Monday, March 10, 2014

Suicide

There He was. I knew it. I could feel it. He sat, frozen on the couch in the crowded little apartment with a gun that He stole from his father's vault, aimed at his breaking Heart. It's my fault, ya know. I'm the one who broke His heart, but He broke mine and sent me to the mental ward, so the way I see it, fair is fair. Little did I know that it would go that far.

I have a family gift. The gift of intuition; it's a strong and powerful gift, and I could feel that something was amiss. I layed frozen in the steamy bathtub as my heart sank to my knees, and my brain started pounding in my skull. It was unbearable; it was if I were sitting in an indian ritual with someone beating the drum in a repetitive motion. I got a bolt of energy and stood up. I screamed for my father, and he burst through the bathroom door as I drapped the heavy towel around my body. I explained the situation, and was at the apartment in a flash.

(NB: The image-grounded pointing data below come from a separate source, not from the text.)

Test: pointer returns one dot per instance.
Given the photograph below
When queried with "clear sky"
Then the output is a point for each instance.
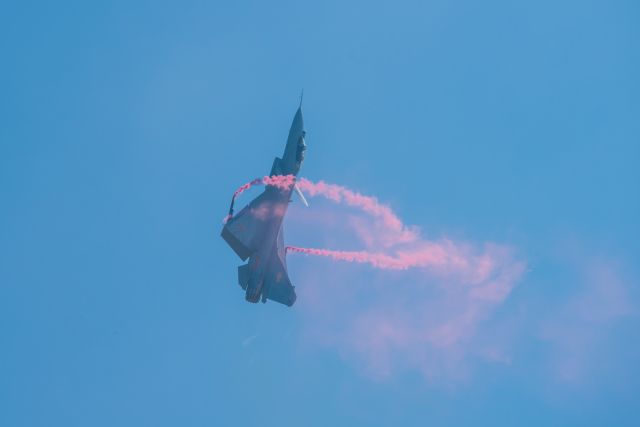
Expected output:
(126, 126)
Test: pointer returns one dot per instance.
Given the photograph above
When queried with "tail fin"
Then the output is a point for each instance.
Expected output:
(243, 276)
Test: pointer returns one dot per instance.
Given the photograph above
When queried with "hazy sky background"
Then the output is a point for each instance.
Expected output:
(127, 126)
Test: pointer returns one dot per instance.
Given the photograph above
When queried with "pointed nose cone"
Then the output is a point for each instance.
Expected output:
(297, 125)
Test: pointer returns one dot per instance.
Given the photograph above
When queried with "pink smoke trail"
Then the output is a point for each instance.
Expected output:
(340, 194)
(425, 257)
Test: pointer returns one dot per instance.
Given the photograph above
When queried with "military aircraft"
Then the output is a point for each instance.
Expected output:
(256, 231)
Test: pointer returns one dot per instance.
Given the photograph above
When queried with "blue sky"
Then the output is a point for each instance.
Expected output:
(128, 125)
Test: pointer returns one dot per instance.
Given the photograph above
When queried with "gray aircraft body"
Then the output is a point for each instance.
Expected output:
(256, 231)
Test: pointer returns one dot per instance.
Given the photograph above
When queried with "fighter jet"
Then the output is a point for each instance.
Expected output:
(256, 231)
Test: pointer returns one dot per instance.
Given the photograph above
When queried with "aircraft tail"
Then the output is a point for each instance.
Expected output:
(243, 276)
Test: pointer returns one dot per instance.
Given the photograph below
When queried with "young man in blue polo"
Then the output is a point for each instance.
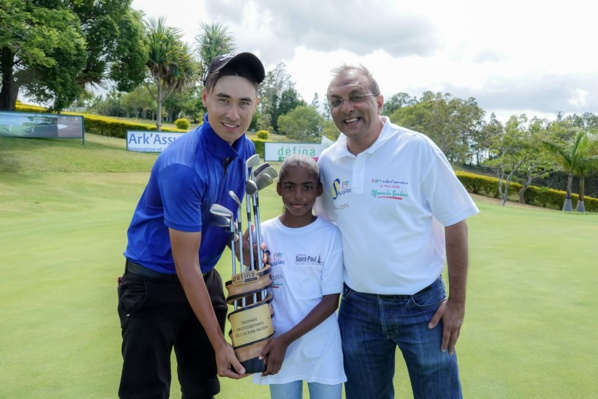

I ran up three flights of stairs, and pounded and kicked at the sturdy wooden door. No answer. I began to panic and started screaming His name. Finally he opened the door, and I threw the gun from his hand, and He was safe for another day.

That was the night that we reminded each other how much we loved one another, and we stayed up all night, just looking out of the window at the bright stars above, wishing that we could fly free, and live together in eternity.